From InterAction 91, Christmas 2015
Our very own Christmas Angel Patsy Quinn ponders the uniqueness of each and every person with M.E.
Every December, at the art centre in the town where I live, there is a one-off screening of It’s a wonderful life. Mulled wine and mince pies are included in the price of admission, making it the ideal mid-afternoon treat in the week before Christmas.
I have banned myself from going. Why?
Well, because before the titles have finished rolling I’m in tears, resulting in a splitting headache for the duration of the film. The reason I’m crying is because I know what’s coming and that it is one of the loveliest, most uplifting films of all time.
If you have never watched it, I urge you to do so. The central character, played by James Stewart, has reached the end of his tether, seeing the life he planned fall apart, and feeling that he is a total failure. Since this is a Frank Capra film, his desperate plight is tempered by the arrival of an angel, called Clarence.
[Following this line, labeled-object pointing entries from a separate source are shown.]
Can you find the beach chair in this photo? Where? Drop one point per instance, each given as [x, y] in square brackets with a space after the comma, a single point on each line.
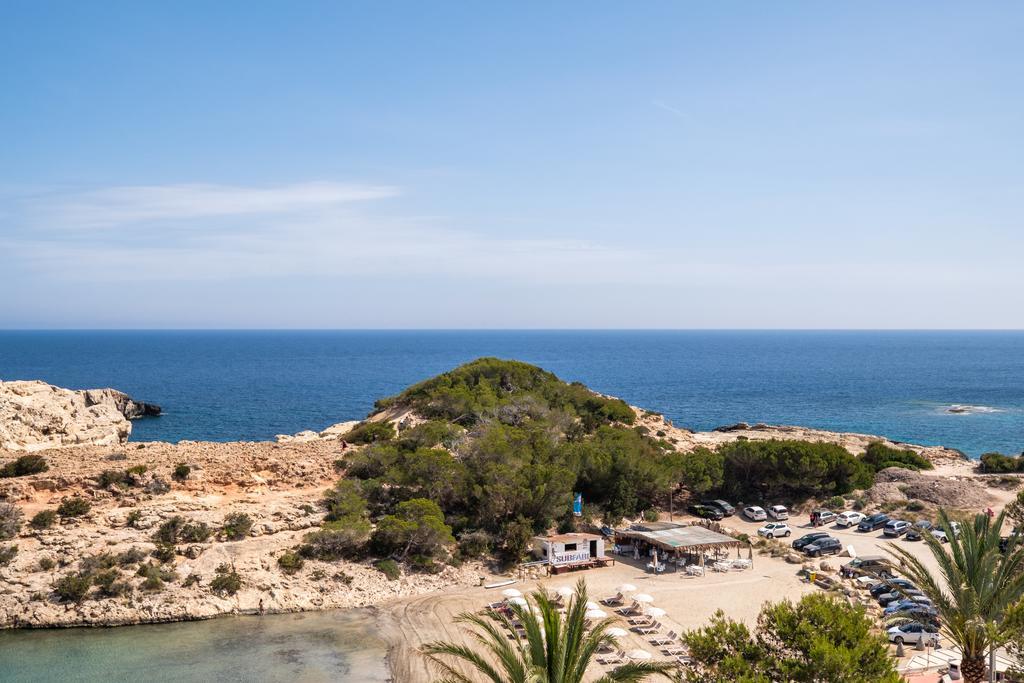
[667, 639]
[615, 599]
[619, 656]
[653, 627]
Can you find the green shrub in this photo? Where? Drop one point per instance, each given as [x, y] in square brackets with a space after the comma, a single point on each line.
[290, 562]
[164, 552]
[880, 456]
[195, 532]
[43, 519]
[370, 432]
[72, 587]
[996, 463]
[117, 478]
[475, 544]
[74, 507]
[24, 466]
[169, 531]
[335, 540]
[93, 563]
[10, 520]
[109, 584]
[227, 581]
[237, 525]
[133, 555]
[389, 568]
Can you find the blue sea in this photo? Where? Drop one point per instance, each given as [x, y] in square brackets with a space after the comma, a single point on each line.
[252, 385]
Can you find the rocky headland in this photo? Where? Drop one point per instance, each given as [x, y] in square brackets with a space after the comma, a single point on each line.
[36, 416]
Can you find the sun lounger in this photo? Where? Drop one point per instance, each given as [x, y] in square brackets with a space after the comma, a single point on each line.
[617, 656]
[653, 627]
[667, 639]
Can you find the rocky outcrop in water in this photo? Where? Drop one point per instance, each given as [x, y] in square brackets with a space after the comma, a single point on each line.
[35, 416]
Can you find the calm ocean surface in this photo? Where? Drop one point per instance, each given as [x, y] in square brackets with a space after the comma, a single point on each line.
[252, 385]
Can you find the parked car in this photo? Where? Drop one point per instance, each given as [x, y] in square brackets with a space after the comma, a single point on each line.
[891, 585]
[755, 513]
[822, 517]
[919, 530]
[825, 546]
[940, 534]
[896, 595]
[877, 520]
[808, 539]
[774, 530]
[873, 565]
[706, 511]
[919, 605]
[896, 527]
[913, 633]
[850, 518]
[723, 507]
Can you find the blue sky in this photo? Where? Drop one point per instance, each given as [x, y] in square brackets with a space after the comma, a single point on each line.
[516, 165]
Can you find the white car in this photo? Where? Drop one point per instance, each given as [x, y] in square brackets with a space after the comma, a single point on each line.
[774, 530]
[940, 534]
[850, 518]
[755, 513]
[913, 633]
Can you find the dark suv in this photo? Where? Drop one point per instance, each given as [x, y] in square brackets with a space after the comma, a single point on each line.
[825, 546]
[723, 507]
[808, 539]
[875, 521]
[706, 511]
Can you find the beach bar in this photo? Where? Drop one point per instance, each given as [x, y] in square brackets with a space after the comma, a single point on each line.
[565, 552]
[693, 541]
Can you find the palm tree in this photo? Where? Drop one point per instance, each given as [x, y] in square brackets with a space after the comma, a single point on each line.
[975, 588]
[555, 649]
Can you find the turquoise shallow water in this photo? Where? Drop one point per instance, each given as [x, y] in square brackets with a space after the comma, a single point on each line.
[309, 647]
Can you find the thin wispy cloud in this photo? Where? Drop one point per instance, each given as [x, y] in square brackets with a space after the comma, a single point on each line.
[133, 204]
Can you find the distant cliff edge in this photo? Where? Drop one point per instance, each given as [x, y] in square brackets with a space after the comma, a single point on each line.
[35, 416]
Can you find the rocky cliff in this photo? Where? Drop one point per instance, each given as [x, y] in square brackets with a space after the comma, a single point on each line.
[35, 416]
There is something so quintessentially Christmassy about angels, from the tinies in their school nativity plays, to those we place topmost on our trees, to those that scared the bejeezus out of the shepherds, with their message of peace on earth and goodwill to all.
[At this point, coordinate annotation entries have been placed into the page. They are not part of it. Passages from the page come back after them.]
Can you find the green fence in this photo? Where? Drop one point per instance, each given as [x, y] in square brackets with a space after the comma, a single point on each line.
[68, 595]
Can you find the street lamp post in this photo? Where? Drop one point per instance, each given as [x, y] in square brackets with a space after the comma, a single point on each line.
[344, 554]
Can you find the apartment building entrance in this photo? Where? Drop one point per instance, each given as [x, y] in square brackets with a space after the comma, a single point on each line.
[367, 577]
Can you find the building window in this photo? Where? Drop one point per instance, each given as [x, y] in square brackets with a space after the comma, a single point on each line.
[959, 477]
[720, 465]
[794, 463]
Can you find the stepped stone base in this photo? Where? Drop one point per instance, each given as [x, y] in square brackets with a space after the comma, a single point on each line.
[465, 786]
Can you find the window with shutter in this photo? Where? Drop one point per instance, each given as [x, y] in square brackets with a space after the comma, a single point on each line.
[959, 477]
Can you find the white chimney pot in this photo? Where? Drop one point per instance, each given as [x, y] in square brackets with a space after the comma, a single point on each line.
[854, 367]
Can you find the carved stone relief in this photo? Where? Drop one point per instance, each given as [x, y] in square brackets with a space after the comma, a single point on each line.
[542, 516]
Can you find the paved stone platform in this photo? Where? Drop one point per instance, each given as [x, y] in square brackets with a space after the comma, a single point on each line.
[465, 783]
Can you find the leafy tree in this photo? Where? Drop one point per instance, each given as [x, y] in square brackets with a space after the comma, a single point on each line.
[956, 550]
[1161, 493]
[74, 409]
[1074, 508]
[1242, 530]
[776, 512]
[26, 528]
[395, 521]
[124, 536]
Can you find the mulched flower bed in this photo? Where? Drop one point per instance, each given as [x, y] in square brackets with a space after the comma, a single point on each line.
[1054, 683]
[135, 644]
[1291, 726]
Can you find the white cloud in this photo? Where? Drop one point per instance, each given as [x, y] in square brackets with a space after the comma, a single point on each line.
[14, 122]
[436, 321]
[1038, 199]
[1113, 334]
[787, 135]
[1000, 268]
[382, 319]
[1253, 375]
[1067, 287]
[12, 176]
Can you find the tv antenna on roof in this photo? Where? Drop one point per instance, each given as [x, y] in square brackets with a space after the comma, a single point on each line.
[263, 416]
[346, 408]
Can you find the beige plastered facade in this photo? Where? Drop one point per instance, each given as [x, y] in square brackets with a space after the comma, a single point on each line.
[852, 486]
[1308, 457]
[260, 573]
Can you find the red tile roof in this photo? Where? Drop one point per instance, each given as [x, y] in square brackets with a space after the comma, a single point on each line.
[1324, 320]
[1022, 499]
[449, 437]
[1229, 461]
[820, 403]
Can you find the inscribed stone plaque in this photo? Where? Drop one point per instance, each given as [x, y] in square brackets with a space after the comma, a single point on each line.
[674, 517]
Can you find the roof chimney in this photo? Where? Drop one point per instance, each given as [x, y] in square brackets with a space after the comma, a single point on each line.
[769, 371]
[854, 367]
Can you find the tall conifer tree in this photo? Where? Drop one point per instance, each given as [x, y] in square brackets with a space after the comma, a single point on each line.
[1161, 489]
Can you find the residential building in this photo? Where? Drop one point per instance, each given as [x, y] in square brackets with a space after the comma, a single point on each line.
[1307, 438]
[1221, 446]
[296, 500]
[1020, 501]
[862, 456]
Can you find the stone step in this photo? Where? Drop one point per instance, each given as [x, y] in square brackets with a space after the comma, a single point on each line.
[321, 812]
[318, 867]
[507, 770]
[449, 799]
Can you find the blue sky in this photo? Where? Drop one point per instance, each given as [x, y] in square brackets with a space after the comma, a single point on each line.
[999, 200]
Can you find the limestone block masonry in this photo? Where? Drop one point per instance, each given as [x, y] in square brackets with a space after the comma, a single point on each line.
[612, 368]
Action for M.E. knew, clearly, that angels are messengers, which is why they created their own Christmas Angels. The idea behind this project is simple. People with M.E. can send festive cards to other people with M.E. Those that I received last year were cheery and their messages supportive. One stood out for me, because the writer’s words echoed my own feelings. She wrote that we are so much more than our illness.
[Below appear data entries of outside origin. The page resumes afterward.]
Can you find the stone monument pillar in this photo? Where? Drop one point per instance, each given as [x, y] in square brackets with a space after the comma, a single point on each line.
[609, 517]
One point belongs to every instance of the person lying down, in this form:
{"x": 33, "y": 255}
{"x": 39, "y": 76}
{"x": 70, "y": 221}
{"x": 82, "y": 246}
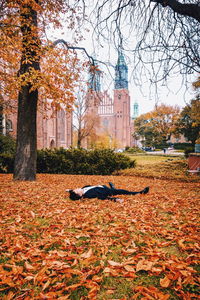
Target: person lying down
{"x": 102, "y": 192}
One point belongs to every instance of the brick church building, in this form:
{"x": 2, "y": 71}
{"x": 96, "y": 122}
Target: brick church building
{"x": 113, "y": 113}
{"x": 54, "y": 129}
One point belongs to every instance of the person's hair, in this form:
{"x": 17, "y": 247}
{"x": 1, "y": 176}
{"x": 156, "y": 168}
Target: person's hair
{"x": 73, "y": 195}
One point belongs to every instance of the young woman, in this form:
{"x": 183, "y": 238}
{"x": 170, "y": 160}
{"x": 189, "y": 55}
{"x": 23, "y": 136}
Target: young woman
{"x": 101, "y": 192}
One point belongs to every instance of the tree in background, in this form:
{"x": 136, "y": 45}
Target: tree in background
{"x": 157, "y": 126}
{"x": 167, "y": 34}
{"x": 43, "y": 68}
{"x": 189, "y": 122}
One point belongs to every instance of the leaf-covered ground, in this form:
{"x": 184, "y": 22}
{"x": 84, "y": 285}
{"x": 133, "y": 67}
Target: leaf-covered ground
{"x": 53, "y": 248}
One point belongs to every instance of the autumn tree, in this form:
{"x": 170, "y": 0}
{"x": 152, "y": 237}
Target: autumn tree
{"x": 43, "y": 68}
{"x": 157, "y": 126}
{"x": 162, "y": 34}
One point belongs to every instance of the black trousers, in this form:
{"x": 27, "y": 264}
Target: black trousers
{"x": 115, "y": 192}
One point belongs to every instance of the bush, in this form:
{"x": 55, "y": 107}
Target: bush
{"x": 187, "y": 151}
{"x": 7, "y": 144}
{"x": 134, "y": 150}
{"x": 80, "y": 161}
{"x": 6, "y": 163}
{"x": 182, "y": 146}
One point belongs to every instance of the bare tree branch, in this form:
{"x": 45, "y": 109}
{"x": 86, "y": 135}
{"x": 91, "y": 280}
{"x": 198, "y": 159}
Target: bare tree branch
{"x": 185, "y": 9}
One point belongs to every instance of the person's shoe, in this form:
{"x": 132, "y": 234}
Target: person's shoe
{"x": 111, "y": 185}
{"x": 145, "y": 190}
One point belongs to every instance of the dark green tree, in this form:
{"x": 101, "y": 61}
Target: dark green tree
{"x": 189, "y": 122}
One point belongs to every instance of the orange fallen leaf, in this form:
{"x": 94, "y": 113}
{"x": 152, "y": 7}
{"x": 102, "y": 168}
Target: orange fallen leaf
{"x": 114, "y": 263}
{"x": 165, "y": 282}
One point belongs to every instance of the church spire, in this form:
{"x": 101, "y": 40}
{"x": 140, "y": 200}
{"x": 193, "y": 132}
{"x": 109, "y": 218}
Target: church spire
{"x": 94, "y": 81}
{"x": 121, "y": 73}
{"x": 135, "y": 110}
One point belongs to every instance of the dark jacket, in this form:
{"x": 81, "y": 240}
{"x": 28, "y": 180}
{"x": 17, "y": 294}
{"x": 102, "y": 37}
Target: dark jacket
{"x": 98, "y": 192}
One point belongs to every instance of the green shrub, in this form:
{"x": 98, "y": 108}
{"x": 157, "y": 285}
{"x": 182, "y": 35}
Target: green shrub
{"x": 80, "y": 161}
{"x": 188, "y": 150}
{"x": 7, "y": 144}
{"x": 6, "y": 162}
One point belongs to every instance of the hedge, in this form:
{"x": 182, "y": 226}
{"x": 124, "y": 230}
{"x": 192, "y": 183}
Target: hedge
{"x": 80, "y": 161}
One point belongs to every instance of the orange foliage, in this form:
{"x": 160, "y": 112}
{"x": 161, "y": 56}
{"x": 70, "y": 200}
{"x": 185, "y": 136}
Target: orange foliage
{"x": 52, "y": 247}
{"x": 59, "y": 68}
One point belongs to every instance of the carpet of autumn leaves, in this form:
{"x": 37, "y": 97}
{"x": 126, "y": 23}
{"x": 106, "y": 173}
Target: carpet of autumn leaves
{"x": 54, "y": 248}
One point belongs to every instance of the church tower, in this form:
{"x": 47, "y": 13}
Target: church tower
{"x": 122, "y": 103}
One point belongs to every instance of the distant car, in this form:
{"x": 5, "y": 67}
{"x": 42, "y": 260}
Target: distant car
{"x": 120, "y": 150}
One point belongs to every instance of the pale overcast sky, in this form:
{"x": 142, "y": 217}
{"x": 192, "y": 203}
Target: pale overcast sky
{"x": 146, "y": 96}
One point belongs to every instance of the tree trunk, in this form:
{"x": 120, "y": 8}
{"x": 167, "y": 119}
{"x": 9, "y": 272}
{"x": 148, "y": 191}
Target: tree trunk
{"x": 26, "y": 150}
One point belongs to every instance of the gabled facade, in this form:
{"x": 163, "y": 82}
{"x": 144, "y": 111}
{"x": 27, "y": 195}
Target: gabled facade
{"x": 113, "y": 113}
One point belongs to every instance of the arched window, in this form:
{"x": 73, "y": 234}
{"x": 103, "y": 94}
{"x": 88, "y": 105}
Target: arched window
{"x": 62, "y": 125}
{"x": 52, "y": 144}
{"x": 9, "y": 126}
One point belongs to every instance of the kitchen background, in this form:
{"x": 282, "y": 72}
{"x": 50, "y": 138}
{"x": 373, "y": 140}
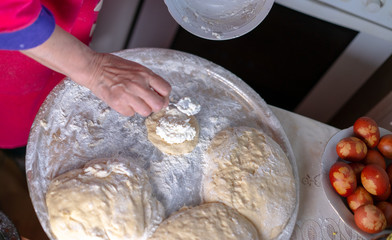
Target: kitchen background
{"x": 330, "y": 63}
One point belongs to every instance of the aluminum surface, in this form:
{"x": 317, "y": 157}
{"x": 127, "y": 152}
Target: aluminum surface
{"x": 73, "y": 126}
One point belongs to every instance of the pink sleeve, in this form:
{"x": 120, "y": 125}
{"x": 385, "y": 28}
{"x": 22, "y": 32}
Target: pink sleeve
{"x": 18, "y": 14}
It’s true. I refuse to be defined by the disease. I have M.E., but I am me. Since this message is so positive, I wanted to pass it from her to you, dear reader; you know it already, but it’s good to be reminded every once in a while.
Unique as snowflakes
So who are we then, the hundreds of thousands of us, affected by this illness? We are siblings, parents, grandparents, cousins, friends. We love DKNY. In 1977 we placed an each-way bet on Red Rum.
We’re terrified of pigeons. We drive a hatchback. Prosecco is our favourite drink. We quilt (but not after the Prosecco). We are argumentative (especially after the Prosecco). When we were eight, we won a goldfish. We grow prize-winning onions. We play our vinyl collection regularly. We’ve sat shiva for our uncle. We have our own Twitter account – and 37 followers.
We make a mean chicken tikka masala. We keep that pair of size 12 trousers – just in case. Our favourite hijab is by CK. We love the feel of fresh cotton sheets. We’re obsessive about Game of Thrones. We believe that Curly Wurlys and Waggon Wheels were larger when we were younger. Every Friday we have a fish ‘n’ chips supper. We’re members of the Magic Circle.
We watch box-sets when we can’t sleep. We are under-tens, we are tweens and teens. We upload our songs on YouTube. We are old enough to remember – delete where applicable –Teddy Boys/Beatlemania/New Wave/Live Aid/Britpop. We agree with Luther Vandross that the best things in life are free, but we know that the best things in life aren’t things.
We are determined. We know what matters. We take joy in simple pleasures. We know who our real friends are. We accept that life didn’t turn out as expected. We cry, rage and hate it all – but we can still smile when we watch cats on the internet.
Yes, dear reader, the people who live with this disease are as many and varied as the snowflakes that drift earthwards from a winter sky. And each one of us has our very own Clarence, be it the postie who rings the bell and then waits for you to get to the door (I know!) or the friend who brings flowers when it isn’t your birthday.
We all have them, our human angels, who may not have wings or be clothed in robes of white, but whose halos shine very brightly indeed. So to them and to you, I raise a glass of non-alcoholic mulled wine and wish you a very M.E.rry Christmas.